# Does this happen in your local?



## crazymurph (Aug 19, 2009)

Last week a Rochester EC put a call in for 10 JW. The men showed up at the shop at 8am as per the call. The shop kept 4 guys and sent the rest back to the hall. I know that some shops will spin a guy but this is ridiculous.


----------



## slickvic277 (Feb 5, 2009)

crazymurph said:


> Last week a Rochester EC put a call in for 10 JW. The men showed up at the shop at 8am as per the call. The shop kept 4 guys and sent the rest back to the hall. I know that some shops will spin a guy but this is ridiculous.



That would fly over like a lead balloon.


----------



## Ocularpatdown (Apr 27, 2010)

What was the reasoning? Were those 6 guys slackers that were fired from the company before? Did the company pay show-up time?

I've seen people get sent back to the hall and I've done it myself, but only in extreme cases and in those cases the worker should know damn well that he isn't wanted by that contractor.


----------



## crazymurph (Aug 19, 2009)

I do not know all the circumstances, just bits and pieces. One of the JW's that was spun was a young guy who never worked for that EC. I think the EC was fishing for men. No show up time, they never had a chance to fill out paperwork.


----------



## Brother Noah1 (Mar 23, 2010)

crazymurph said:


> I do not know all the circumstances, just bits and pieces. One of the JW's that was spun was a young guy who never worked for that EC. I think the EC was fishing for men. No show up time, they never had a chance to fill out paperwork.


Did the JW's who were spun file charges? Did the hall back the charges? What does the contract read in reference to this issue? To many questions that need to be asked.


----------



## crazymurph (Aug 19, 2009)

I talked to the assistant BA today and he told me the contractor did not violate the agreement. What they did was unethical, but nothing that could have charges brought up.
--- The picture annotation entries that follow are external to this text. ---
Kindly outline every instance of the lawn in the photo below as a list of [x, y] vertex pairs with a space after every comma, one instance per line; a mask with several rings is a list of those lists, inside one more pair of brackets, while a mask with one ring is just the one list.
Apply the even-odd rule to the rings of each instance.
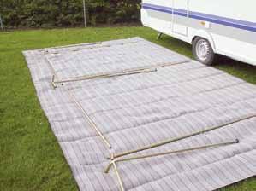
[[[189, 44], [144, 27], [0, 32], [0, 190], [77, 190], [41, 110], [22, 50], [140, 36], [192, 56]], [[216, 67], [256, 84], [256, 67], [222, 59]], [[222, 190], [256, 190], [255, 177]]]

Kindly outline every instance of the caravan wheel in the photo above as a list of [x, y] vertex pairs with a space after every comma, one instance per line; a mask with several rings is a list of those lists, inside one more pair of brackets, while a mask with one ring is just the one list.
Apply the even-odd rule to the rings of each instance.
[[193, 42], [193, 55], [195, 59], [207, 66], [214, 61], [214, 52], [209, 41], [203, 38], [196, 38]]

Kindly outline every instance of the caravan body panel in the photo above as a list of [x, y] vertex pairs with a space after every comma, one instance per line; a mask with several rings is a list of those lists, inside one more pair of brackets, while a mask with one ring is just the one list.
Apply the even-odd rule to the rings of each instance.
[[209, 40], [215, 53], [256, 65], [256, 2], [143, 0], [144, 26], [192, 43]]

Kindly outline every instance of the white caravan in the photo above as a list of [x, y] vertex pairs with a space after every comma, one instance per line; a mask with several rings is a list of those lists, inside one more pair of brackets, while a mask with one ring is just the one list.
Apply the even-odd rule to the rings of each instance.
[[141, 21], [193, 44], [204, 64], [220, 54], [256, 66], [255, 0], [143, 0]]

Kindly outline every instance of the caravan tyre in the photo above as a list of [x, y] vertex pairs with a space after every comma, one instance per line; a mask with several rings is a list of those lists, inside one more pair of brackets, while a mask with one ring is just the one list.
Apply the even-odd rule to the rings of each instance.
[[193, 55], [194, 58], [207, 66], [213, 64], [214, 52], [209, 41], [203, 38], [196, 38], [193, 42]]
He also told me that the E board and the BA will be having some discussions on this issue.


----------



## Ocularpatdown (Apr 27, 2010)

crazymurph said:


> I talked to the assistant BA today and he told me the contractor did not violate the agreement. What they did was unethical, but nothing that could have charges brought up. He also told me that the E board and the BA will be having some discussions on this issue.


They should have received 2 hours show up time. Especially because it's clear that the EC was just jerking them around.

Each one of them had to pay for gas, spend their time there, possibly miss a call for work because they weren't at the hall ready to go out, etc.


----------



## crazymurph (Aug 19, 2009)

I agree with the show up pay. Local 86 needs to implement some new wording in the agreement.


----------



## Ocularpatdown (Apr 27, 2010)

crazymurph said:


> I agree with the show up pay. Local 86 needs to implement some new wording in the agreement.


I just can't understand how they could possibly not have that covered. 

What if the contractor just needed help moving a generator? He could call the hall and get 10 men and have them work for 15 minutes and then send them back with only 15 minutes pay?

The hall is supposed to have these issues spelled out clearly.

ETA: I'm not yelling at you, I just get aggravated sometimes :thumbup:


----------



## crazymurph (Aug 19, 2009)

The kicker is they showed at the office, not unlike a job interview. No work was performed and they had not filled out the W-2s. Our local needs new language in thier agreement. We do have show up pay in the agreement but that applies to someone already working for the contractor.


----------



## Ocularpatdown (Apr 27, 2010)

crazymurph said:


> The kicker is they showed at the office, not unlike a job interview. No work was performed and they had not filled out the W-2s. Our local needs new language in thier agreement. We do have show up pay in the agreement but that applies to someone already working for the contractor.


The second they showed up they were working. I don't know of any local that has provisions for workers to go to the shop off the timeclock.


----------



## crazymurph (Aug 19, 2009)

Ocularpatdown said:


> The second they showed up they were working. I don't know of any local that has provisions for workers to go to the shop off the timeclock.


 At that point in time they were not workers. That would be a legal standpoint, but not my true opinion. L.U.86 does not have any wording in the agreement about this matter. I have no problem with a contractor refusing a guy for a good reason, but this contractor was fishing. He cast his net, got 10, kept 4. Sometimes Rochester is referred as Ratchester.


----------



## Ocularpatdown (Apr 27, 2010)

crazymurph said:


> At that point in time they were not workers.


At would point would they be workers? When would the payroll start?


I think I'm gonna call up your BA and yell at him :laughing:


----------



## crazymurph (Aug 19, 2009)

Ocularpatdown said:


> At would point would they be workers? When would the payroll start?
> 
> 
> I think I'm gonna call up your BA and yell at him :laughing:


 Dave Young 585-235-1510


----------



## sparky105 (Sep 29, 2009)

Ocularpatdown said:


> At would point would they be workers? When would the payroll start?
> 
> 
> I think I'm gonna call up your BA and yell at him :laughing:


:laughing::laughing:


----------



## RIVETER (Sep 26, 2009)

crazymurph said:


> I talked to the assistant BA today and he told me the contractor did not violate the agreement. What they did was unethical, but nothing that could have charges brought up. He also told me that the E board and the BA will be having some discussions on this issue.


It is a shame but it does happen; Some guys make a reputation for themselves that would make a contractor not want them. I've see it a couple of times. I know one guy who had his name changed so the new contractor would not know he was on his way. It's a shame because he was a good mechanic, as we called him.


----------